🤖 AI Summary
This work addresses the susceptibility of large language models to non-discriminative patterns in irrelevant context when guided to attend to user-specified text segments. To mitigate this, the authors propose PRISM-Δ, a method that constructs a discriminative subspace by differentially decomposing the cross-covariance matrices of positive and negative samples, enabling precise guidance toward salient fragments. PRISM-Δ further incorporates a soft attention-head weighting mechanism to preserve weak yet informative signals and, for the first time, extends prompt highlighting to Value representations to exploit content-channel information. Compatible with FlashAttention, the approach outperforms or matches the best existing methods in 19 out of 20 configurations across four benchmarks and five models, achieving up to a +10.6% relative performance gain, 50% lower guidance overhead, and up to +4.8% improvement in long-context retrieval tasks.
📝 Abstract
Prompt highlighting steers a large language model to prioritize user-specified text spans during generation. A key challenge is extracting steering directions that capture the difference between relevant and irrelevant contexts, rather than shared structural patterns common to both. We propose PRISM-$Δ$ (Projection-based Relevance-Informed Steering Method), which decomposes the difference between positive and negative cross-covariance matrices to maximize discriminative energy while eliminating shared directions.

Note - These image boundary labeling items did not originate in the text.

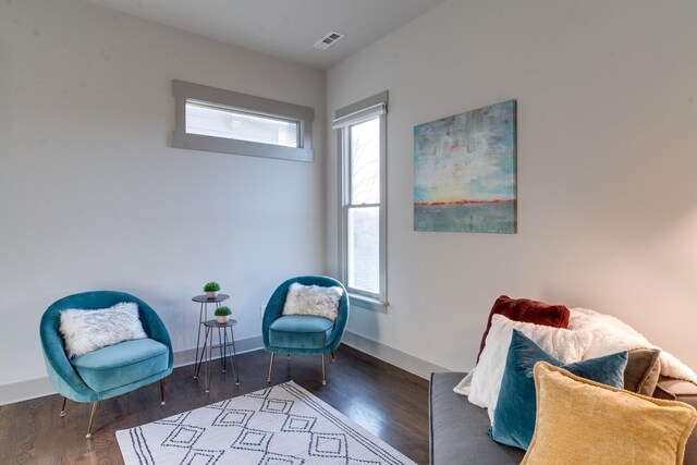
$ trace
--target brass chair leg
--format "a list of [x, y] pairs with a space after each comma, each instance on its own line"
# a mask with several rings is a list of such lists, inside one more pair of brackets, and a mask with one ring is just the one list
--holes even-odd
[[65, 403], [68, 402], [68, 397], [63, 397], [63, 406], [61, 407], [61, 416], [65, 416]]
[[271, 372], [273, 371], [273, 356], [274, 352], [271, 352], [271, 363], [269, 364], [269, 378], [266, 380], [269, 384], [271, 383]]
[[91, 415], [89, 415], [89, 425], [87, 425], [87, 435], [85, 438], [91, 438], [91, 424], [95, 421], [95, 412], [97, 412], [97, 401], [91, 403]]

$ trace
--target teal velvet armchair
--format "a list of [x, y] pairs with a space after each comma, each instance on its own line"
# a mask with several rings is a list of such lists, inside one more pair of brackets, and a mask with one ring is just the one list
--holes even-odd
[[[146, 339], [124, 341], [69, 359], [61, 335], [60, 315], [68, 308], [100, 309], [122, 302], [135, 302]], [[164, 405], [162, 379], [172, 372], [172, 342], [162, 320], [139, 298], [117, 291], [73, 294], [54, 302], [41, 318], [39, 332], [44, 359], [51, 384], [63, 396], [61, 416], [65, 416], [68, 399], [91, 402], [87, 438], [91, 437], [97, 403], [160, 381], [161, 404]]]
[[[334, 321], [319, 316], [288, 315], [283, 316], [283, 306], [288, 289], [293, 283], [303, 285], [319, 285], [325, 287], [339, 286], [343, 290], [339, 303], [339, 315]], [[346, 330], [348, 321], [348, 296], [344, 286], [333, 278], [305, 276], [289, 279], [271, 295], [264, 313], [261, 334], [264, 347], [271, 353], [268, 382], [271, 382], [273, 357], [277, 352], [288, 355], [321, 355], [322, 384], [327, 384], [325, 356], [334, 352]]]

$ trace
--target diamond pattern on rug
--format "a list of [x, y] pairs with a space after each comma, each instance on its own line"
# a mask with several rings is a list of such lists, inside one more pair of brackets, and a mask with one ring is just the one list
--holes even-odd
[[320, 457], [346, 457], [346, 435], [332, 432], [314, 432], [307, 451]]
[[164, 439], [164, 441], [162, 441], [162, 445], [191, 449], [196, 444], [196, 441], [198, 441], [198, 438], [200, 438], [204, 431], [206, 431], [206, 428], [191, 425], [179, 425]]
[[240, 426], [244, 428], [254, 415], [254, 411], [224, 409], [216, 417], [212, 426]]
[[268, 412], [270, 414], [288, 414], [293, 408], [293, 401], [284, 401], [283, 399], [266, 397], [259, 412]]
[[281, 431], [310, 432], [313, 430], [313, 426], [315, 426], [315, 421], [317, 421], [317, 418], [289, 415], [281, 427]]
[[271, 438], [273, 438], [273, 433], [271, 431], [243, 429], [240, 432], [240, 436], [237, 436], [237, 439], [232, 443], [231, 448], [268, 452]]
[[126, 465], [412, 465], [294, 382], [117, 431]]

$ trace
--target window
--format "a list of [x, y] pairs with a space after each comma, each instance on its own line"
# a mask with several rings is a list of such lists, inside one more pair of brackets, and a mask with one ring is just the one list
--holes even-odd
[[378, 94], [337, 111], [341, 278], [352, 303], [387, 306], [387, 105]]
[[172, 146], [313, 161], [315, 110], [198, 84], [172, 81]]

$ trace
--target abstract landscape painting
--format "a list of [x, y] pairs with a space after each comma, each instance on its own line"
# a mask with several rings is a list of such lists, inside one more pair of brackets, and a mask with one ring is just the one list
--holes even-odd
[[414, 230], [516, 232], [516, 101], [414, 127]]

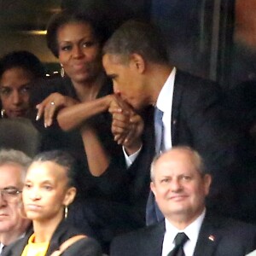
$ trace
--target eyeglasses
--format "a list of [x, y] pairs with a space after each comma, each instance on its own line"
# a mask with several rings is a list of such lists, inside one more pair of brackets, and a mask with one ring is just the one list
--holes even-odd
[[15, 199], [19, 194], [20, 194], [22, 191], [19, 190], [17, 188], [4, 188], [3, 189], [0, 189], [0, 194], [2, 195], [2, 198], [6, 201], [12, 201]]

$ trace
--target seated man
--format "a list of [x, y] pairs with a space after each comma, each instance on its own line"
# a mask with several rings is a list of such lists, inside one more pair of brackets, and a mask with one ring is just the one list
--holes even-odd
[[211, 176], [204, 172], [201, 157], [188, 147], [156, 158], [150, 185], [165, 220], [115, 238], [111, 255], [242, 256], [255, 249], [255, 226], [206, 209]]
[[14, 149], [0, 150], [0, 254], [25, 235], [31, 221], [20, 215], [20, 192], [31, 159]]

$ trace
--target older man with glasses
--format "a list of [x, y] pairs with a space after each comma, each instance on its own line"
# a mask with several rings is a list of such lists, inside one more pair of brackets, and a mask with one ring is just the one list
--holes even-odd
[[30, 162], [20, 151], [0, 150], [0, 255], [3, 247], [22, 237], [31, 224], [20, 214], [20, 193]]

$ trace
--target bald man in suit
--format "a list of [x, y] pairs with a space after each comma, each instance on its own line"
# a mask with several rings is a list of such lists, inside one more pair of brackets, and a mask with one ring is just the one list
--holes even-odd
[[167, 256], [176, 249], [177, 234], [186, 236], [179, 248], [185, 256], [244, 256], [256, 248], [255, 226], [212, 215], [206, 208], [212, 178], [196, 151], [166, 151], [154, 160], [151, 179], [165, 220], [115, 238], [111, 256]]

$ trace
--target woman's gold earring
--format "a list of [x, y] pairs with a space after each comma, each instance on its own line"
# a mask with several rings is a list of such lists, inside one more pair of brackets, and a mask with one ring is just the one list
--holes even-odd
[[4, 118], [5, 110], [3, 108], [1, 109], [1, 118]]
[[68, 213], [68, 208], [67, 208], [67, 206], [65, 206], [65, 209], [64, 209], [64, 218], [65, 218], [65, 219], [67, 218], [67, 213]]
[[61, 64], [61, 78], [64, 78], [65, 77], [65, 70], [64, 70], [64, 67], [63, 67], [62, 64]]

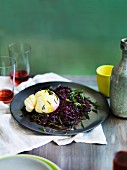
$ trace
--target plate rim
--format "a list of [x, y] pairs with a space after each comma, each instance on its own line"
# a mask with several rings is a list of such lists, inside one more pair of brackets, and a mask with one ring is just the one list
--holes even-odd
[[0, 158], [0, 160], [8, 159], [8, 158], [13, 158], [13, 157], [33, 158], [35, 160], [40, 160], [43, 163], [47, 164], [48, 166], [50, 166], [50, 168], [52, 170], [61, 170], [61, 168], [58, 165], [56, 165], [54, 162], [50, 161], [49, 159], [46, 159], [44, 157], [37, 156], [37, 155], [32, 155], [32, 154], [17, 154], [17, 155], [4, 156], [4, 157]]

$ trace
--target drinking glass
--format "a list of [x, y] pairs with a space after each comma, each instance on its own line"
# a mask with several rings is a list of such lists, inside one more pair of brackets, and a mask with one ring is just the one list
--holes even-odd
[[27, 43], [12, 43], [8, 47], [9, 56], [16, 59], [15, 85], [27, 81], [30, 74], [31, 46]]
[[99, 91], [110, 97], [110, 77], [113, 65], [102, 65], [96, 69], [96, 78]]
[[[15, 63], [12, 57], [0, 57], [0, 101], [5, 104], [10, 103], [14, 97]], [[14, 76], [10, 79], [12, 74]]]

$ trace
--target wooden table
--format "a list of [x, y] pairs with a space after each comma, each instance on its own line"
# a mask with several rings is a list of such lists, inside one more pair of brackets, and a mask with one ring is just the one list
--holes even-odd
[[[65, 77], [74, 82], [96, 86], [95, 76]], [[115, 152], [127, 149], [127, 121], [110, 113], [102, 126], [107, 145], [71, 143], [58, 146], [51, 142], [25, 153], [47, 158], [62, 170], [111, 170]]]

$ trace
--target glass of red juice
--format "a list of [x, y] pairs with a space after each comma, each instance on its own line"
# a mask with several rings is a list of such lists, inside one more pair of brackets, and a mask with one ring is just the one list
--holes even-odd
[[116, 152], [113, 160], [113, 170], [127, 170], [127, 151]]
[[[14, 97], [16, 60], [9, 56], [0, 56], [0, 101], [8, 104]], [[10, 80], [10, 75], [14, 74]]]
[[[16, 42], [8, 47], [9, 56], [16, 59], [15, 86], [27, 81], [30, 74], [31, 46], [27, 43]], [[11, 74], [11, 79], [13, 78]]]

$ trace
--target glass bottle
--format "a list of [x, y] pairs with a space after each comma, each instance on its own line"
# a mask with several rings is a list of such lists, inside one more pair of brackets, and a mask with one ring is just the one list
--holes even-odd
[[114, 115], [127, 118], [127, 38], [121, 40], [122, 59], [112, 70], [110, 106]]

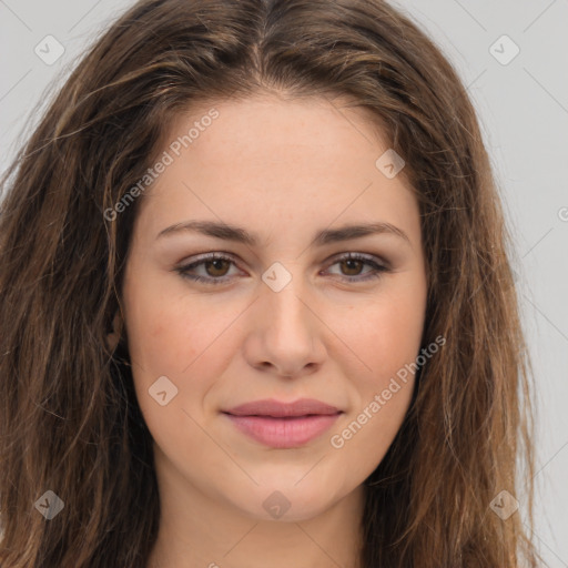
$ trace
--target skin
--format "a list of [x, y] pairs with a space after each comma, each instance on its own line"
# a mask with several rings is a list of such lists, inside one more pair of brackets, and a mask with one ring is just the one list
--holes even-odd
[[[163, 150], [212, 108], [179, 116]], [[388, 179], [375, 165], [388, 145], [365, 111], [276, 95], [214, 109], [219, 118], [142, 197], [123, 285], [162, 508], [148, 566], [357, 567], [363, 483], [400, 427], [412, 374], [341, 448], [331, 438], [419, 353], [427, 281], [418, 204], [402, 174]], [[156, 239], [189, 220], [234, 224], [260, 243], [196, 232]], [[310, 244], [318, 230], [367, 222], [390, 223], [408, 242], [384, 233]], [[190, 273], [225, 283], [175, 271], [212, 252], [234, 262]], [[349, 252], [389, 271], [361, 280], [374, 267], [335, 258]], [[275, 262], [292, 276], [278, 292], [262, 280]], [[149, 394], [160, 376], [178, 388], [163, 406]], [[271, 397], [316, 398], [344, 414], [290, 449], [248, 438], [221, 414]], [[280, 518], [263, 507], [274, 491], [290, 503]]]

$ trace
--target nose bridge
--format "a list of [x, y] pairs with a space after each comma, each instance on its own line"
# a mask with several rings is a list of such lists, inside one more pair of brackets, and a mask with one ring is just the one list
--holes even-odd
[[[306, 292], [301, 263], [284, 264], [276, 262], [263, 274], [263, 301], [261, 311], [264, 320], [264, 331], [275, 334], [287, 346], [297, 345], [310, 347], [313, 328], [313, 318], [308, 303], [310, 294]], [[294, 270], [296, 268], [296, 270]]]

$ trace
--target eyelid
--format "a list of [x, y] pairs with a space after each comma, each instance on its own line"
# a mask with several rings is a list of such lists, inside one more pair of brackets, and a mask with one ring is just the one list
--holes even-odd
[[[191, 258], [191, 262], [182, 262], [179, 266], [174, 268], [180, 275], [184, 278], [187, 278], [193, 282], [205, 282], [205, 284], [224, 284], [226, 282], [230, 282], [233, 280], [234, 276], [221, 276], [221, 277], [212, 277], [212, 276], [199, 276], [199, 275], [190, 275], [189, 271], [194, 268], [195, 266], [200, 266], [205, 264], [206, 262], [213, 262], [213, 261], [229, 261], [232, 263], [236, 268], [241, 270], [239, 267], [239, 263], [235, 258], [235, 256], [232, 253], [226, 253], [224, 251], [214, 251], [209, 253], [199, 254]], [[385, 261], [383, 257], [377, 256], [375, 254], [369, 253], [363, 253], [357, 251], [349, 251], [349, 252], [343, 252], [337, 253], [329, 257], [326, 261], [326, 268], [329, 266], [333, 266], [334, 264], [337, 264], [339, 262], [345, 261], [359, 261], [366, 264], [367, 266], [371, 266], [372, 270], [367, 273], [363, 273], [355, 276], [344, 276], [344, 275], [335, 275], [336, 280], [339, 280], [343, 283], [347, 284], [357, 284], [357, 283], [364, 283], [368, 281], [376, 280], [381, 277], [386, 272], [392, 272], [390, 263]], [[374, 267], [373, 267], [374, 266]], [[366, 275], [365, 275], [366, 274]]]

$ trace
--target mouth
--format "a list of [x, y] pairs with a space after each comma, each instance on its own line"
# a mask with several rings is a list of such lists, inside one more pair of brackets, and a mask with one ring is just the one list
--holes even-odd
[[302, 447], [320, 437], [343, 412], [320, 400], [304, 398], [292, 404], [257, 400], [222, 414], [255, 442], [288, 449]]

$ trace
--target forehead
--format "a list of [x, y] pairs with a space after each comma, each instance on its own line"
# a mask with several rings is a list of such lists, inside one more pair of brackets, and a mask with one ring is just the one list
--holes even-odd
[[155, 230], [186, 216], [262, 227], [386, 215], [405, 224], [417, 214], [415, 197], [403, 175], [388, 179], [377, 168], [386, 136], [348, 102], [257, 97], [180, 114], [163, 139], [159, 155], [171, 163], [145, 194], [152, 214], [142, 210], [144, 222]]

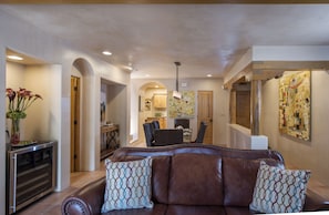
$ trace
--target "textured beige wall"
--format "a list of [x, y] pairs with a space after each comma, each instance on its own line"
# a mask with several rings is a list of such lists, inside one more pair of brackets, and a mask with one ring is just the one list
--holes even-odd
[[278, 131], [278, 80], [263, 88], [263, 134], [269, 146], [282, 153], [286, 164], [311, 170], [311, 177], [329, 185], [329, 73], [311, 72], [311, 141], [281, 135]]

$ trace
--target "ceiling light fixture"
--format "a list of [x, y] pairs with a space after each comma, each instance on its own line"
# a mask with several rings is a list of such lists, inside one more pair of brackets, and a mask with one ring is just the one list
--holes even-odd
[[17, 60], [17, 61], [22, 61], [23, 60], [22, 57], [18, 57], [18, 55], [8, 55], [7, 58], [10, 59], [10, 60]]
[[104, 55], [112, 55], [112, 52], [110, 52], [110, 51], [103, 51], [102, 52]]
[[178, 91], [178, 66], [182, 65], [181, 62], [174, 62], [176, 65], [176, 90], [173, 91], [173, 96], [177, 100], [182, 99], [182, 94]]

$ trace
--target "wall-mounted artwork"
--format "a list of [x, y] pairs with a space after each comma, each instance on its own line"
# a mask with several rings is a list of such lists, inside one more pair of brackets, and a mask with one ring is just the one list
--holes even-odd
[[310, 71], [289, 72], [279, 80], [279, 130], [310, 141]]
[[182, 99], [173, 96], [173, 91], [168, 91], [168, 116], [169, 117], [194, 117], [195, 114], [195, 92], [182, 91]]

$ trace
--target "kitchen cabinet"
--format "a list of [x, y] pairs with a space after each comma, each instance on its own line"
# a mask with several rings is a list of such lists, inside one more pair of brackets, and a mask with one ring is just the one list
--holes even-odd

Each attention head receives a continuous softplus importance weight, letting weak-but-useful heads contribute at reduced strength. The framework extends naturally to Value representations, capturing content-channel signal that Key-only methods leave unused. Across four benchmarks and five models, PRISM-$Δ$ matches or exceeds the best existing method on 19 of 20 configurations, with relative gains up to +10.6%, while halving the fluency cost of steering. PRISM-$Δ$ also scales to long-context retrieval, outperforming the best existing method by up to +4.8% relative gain. PRISM-$Δ$ is compatible with FlashAttention and adds negligible memory overhead.